King County repeals bicycle helmet law due to discriminatory enforcement issues

The King County Board of Health on Thursday repealed its law requires cyclists to wear a helmet.

The decision follows evidence presented to the board that enforcement of helmet laws is disproportionately directed at black riders and the homeless. The council still encourages cyclists to wear helmets, citing statistics that they reduce the risk of head and brain injuries by around three quarters.

It has been illegal to ride a bicycle in King County without a helmet since 1993. In recent years, a growing number of community advocates have dismissed the assumption that law enforcement is evenly distributed, with the Cascade Bicycle Club – the largest cycling club in the state. non-profit advocacy – calling for the repeal of the law in 2020.

Data presented to the King County Board of Health on Thursday indicated that about half of recipients of citations without a helmet were homeless and that black riders were four times more likely than their white counterparts to get a ticket.

King County Board of Health delays vote to repeal bicycle helmet law

“As a cyclist, I know the many benefits of cycling for health, society and the environment. As a former ER doctor who treated people with preventable head injuries, I also know the importance of wearing a bicycle helmet. And as a health worker, I appreciate that community partners have highlighted the negative impacts of discriminatory helmet enforcement,” wrote Dr. Jeff Duchin, health worker for Public Health – Seattle and King County, in a news release.

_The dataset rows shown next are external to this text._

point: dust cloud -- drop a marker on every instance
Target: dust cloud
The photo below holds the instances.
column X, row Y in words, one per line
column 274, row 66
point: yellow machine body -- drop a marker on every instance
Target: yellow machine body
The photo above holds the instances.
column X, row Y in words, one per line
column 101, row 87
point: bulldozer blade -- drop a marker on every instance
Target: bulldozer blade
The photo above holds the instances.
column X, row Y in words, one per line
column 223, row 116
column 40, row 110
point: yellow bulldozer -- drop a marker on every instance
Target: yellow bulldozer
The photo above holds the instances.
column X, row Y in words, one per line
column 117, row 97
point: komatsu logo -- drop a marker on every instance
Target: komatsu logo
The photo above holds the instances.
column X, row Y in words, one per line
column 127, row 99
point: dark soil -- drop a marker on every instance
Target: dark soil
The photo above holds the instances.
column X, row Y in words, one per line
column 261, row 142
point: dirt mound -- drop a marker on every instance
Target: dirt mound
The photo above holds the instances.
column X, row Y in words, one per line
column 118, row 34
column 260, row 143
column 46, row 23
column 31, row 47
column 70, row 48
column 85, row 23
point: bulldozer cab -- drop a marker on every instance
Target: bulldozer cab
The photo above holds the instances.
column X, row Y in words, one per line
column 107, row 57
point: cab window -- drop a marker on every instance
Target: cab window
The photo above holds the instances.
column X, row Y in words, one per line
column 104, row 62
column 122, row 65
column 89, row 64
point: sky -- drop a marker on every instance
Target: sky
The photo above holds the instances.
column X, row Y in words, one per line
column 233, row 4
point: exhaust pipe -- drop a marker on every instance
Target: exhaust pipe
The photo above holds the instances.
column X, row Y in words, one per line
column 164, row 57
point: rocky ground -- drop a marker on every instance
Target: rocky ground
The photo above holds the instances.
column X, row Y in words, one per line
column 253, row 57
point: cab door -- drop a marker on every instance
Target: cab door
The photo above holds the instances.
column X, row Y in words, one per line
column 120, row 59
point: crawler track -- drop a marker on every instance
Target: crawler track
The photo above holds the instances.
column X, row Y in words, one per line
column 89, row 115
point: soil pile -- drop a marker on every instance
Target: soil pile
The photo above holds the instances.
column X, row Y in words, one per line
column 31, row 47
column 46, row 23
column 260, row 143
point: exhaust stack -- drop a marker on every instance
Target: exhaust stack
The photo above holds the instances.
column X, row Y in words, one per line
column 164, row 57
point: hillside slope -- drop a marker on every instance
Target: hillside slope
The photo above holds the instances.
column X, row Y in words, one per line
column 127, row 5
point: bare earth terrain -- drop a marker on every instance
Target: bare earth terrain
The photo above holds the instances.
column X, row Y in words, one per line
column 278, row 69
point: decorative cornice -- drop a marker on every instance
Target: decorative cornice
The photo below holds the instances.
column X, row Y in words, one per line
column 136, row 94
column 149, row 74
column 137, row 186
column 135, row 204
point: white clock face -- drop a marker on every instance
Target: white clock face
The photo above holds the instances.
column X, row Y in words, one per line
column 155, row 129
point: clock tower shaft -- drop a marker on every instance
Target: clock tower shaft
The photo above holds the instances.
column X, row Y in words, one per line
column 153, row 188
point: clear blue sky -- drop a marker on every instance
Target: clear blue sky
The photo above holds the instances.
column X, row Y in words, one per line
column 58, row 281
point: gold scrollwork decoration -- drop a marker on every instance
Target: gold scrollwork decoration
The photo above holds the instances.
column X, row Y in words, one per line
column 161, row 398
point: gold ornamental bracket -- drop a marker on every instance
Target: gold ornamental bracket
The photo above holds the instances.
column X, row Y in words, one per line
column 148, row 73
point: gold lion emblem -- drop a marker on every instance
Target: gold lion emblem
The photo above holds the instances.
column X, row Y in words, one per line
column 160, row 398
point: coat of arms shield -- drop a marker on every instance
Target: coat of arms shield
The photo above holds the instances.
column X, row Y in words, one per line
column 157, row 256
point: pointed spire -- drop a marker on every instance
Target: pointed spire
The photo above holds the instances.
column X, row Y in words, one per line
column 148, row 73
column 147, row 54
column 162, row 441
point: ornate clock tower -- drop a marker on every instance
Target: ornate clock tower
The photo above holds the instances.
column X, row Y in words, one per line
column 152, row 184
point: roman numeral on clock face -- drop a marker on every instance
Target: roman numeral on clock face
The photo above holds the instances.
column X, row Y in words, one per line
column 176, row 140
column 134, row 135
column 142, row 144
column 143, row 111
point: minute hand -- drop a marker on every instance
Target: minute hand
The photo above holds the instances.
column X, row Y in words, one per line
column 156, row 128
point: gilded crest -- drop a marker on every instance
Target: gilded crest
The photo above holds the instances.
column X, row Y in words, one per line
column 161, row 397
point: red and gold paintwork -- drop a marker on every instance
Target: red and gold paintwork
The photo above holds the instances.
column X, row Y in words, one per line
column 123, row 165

“The bottom line is that public health continues to strongly recommend and encourage helmet use, especially by children,” he added.

Testimonies shared on Thursday included a homeless Real Change newsboy who was arrested twice by police for riding his bike without a helmet.

“I don’t think it has to do with protection or anything else, it’s just total harassment. … I don’t think it’s really fair to the whole population,” said he said, “I don’t see why some people can ride without a helmet and others get arrested and harassed.”

The Cascade Bicycle Club applauded the decision. The non-profit organization requires helmets for its members, but pointed out in a press release that low-income people are most likely to ride without a helmet.

“Cascade is 100% pro-helmet, but the data is clear – this law was hurting vulnerable populations,” wrote Lee Lambert, executive director of the Cascade Bicycle Club and its sister organization Washington Bikes. “The majority of King County bikers already wear helmets, but it’s the people who can’t afford one who are being targeted by law enforcement, and that’s neither fair nor fair.”